Apart of being this model more or less appropriate, I'm very interested in finding the way to calculate the number of parameters of an additive model: do you know how can I do it (or any reference about this issue)?

Thanks again

Simone

[dhewitt]

Additivity is more than just knowing that the three factors should be in the model. The structure you are using implies a particular design matrix, so it is just a caution about knowing the details of the model you are fitting. One thing that stands out in your descriptions is that session is nested in time.

For me, the best way to understand the model is to sketch out what you expect the estimates to look like according to the structure. Additive models can be tricky, at least to me. The sketching of the estimates according to your factors is also handy for parameter counting. There are established formula based on groups and time for standard CJS models. For example, with 2 groups and 10 occasions, the number of theoretically estimable parameters is: 2*2[the no. of groups]+(10[the no. of occasions]-2) = 12. Without a clearer understanding of your model structure, I can't tell how to count the parameters in your model.

[simone77]

Hi,

I append the design matrix of this model in another, more explicit, post whose subject is "how many parameters" in this forum.

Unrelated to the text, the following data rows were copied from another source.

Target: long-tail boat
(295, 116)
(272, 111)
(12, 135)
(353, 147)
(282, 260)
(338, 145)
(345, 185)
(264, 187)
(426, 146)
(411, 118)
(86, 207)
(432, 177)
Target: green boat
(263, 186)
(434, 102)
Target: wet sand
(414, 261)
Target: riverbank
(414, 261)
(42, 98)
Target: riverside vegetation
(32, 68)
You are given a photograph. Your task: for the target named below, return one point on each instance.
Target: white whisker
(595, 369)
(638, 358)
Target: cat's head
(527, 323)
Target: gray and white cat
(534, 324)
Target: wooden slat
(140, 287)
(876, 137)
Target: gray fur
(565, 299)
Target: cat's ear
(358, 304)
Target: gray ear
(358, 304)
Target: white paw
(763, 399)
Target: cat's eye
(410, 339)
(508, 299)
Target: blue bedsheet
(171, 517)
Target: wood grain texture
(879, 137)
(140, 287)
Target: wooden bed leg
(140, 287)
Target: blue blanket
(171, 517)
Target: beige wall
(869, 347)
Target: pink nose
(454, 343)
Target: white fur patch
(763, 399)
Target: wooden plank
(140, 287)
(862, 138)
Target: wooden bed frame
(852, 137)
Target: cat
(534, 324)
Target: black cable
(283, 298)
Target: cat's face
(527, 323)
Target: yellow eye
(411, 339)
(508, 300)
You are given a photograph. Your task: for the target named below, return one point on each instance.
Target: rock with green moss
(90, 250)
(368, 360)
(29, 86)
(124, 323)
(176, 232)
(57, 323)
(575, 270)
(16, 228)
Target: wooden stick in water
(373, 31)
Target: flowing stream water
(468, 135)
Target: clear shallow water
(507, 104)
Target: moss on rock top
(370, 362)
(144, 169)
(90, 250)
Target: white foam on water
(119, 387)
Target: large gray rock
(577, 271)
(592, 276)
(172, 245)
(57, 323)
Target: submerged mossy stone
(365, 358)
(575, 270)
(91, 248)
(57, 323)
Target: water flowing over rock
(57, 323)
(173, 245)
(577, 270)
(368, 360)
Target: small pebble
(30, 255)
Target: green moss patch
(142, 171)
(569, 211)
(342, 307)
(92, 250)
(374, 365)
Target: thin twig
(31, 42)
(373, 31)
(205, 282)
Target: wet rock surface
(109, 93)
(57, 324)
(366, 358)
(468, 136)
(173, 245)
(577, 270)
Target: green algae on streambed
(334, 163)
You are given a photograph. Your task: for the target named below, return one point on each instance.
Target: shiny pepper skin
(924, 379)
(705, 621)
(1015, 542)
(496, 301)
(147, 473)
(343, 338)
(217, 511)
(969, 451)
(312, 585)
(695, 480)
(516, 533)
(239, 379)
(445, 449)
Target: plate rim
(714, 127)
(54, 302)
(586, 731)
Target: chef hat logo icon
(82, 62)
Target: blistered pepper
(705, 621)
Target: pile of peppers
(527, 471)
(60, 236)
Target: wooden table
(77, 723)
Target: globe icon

You can see it there to better understand the model structure.
Anyway I would like to take the opportunity to discuss something inherent this subject by means of the example you did. I don't understand the model you are considering for your example. If it would be a CJS (fully dependent) mode with two groups and 10 occasions I calculate 34 estimable parameters.
In fact, considering the saturated encounter history for each group (1111111111) as suggested in 4-61 of the last version of Gentle Mark Introduction for CJS model {Phi(t) P(t)}, it would have this probability:

Phi(1)P(2) Phi(2)P(3) Phi(3)P(4) Phi(4)P(5) Phi(5)P(6) Phi(6)P(7) Phi(7)P(8) Phi(8)P(9) Beta(10)
(Unfortunately the 8th survival and recapture rate are black glass smiles!)

Where:

Beta(10)=Phi(9)P10 that are each one an unestimable parameter.

The same for the other group (suppose colony A and colony B). So, resuming for each group, there would be:

8 Phi
8 P
1 Beta

That is: 17 parameters for each group. And 34 parameters for the whole model. It is very different from 12 and I suppose you were not talking about CJS because in that case I'm very confused on the way to calculate how many parameters one model has!

Thanks

Simone

[dhewitt]

Simone,

Sorry, I should have been more explicit. You were asking about additive models, so the calculation I gave was for:

Phi(group), p(group+time) = 12 parms

You are correct on the 34 parameters for the full model:

Phi(group*time), p(group*time)

For a model with additive effects on both parameters:

Phi(group+time), p(group+time)

it would be 19 parameters.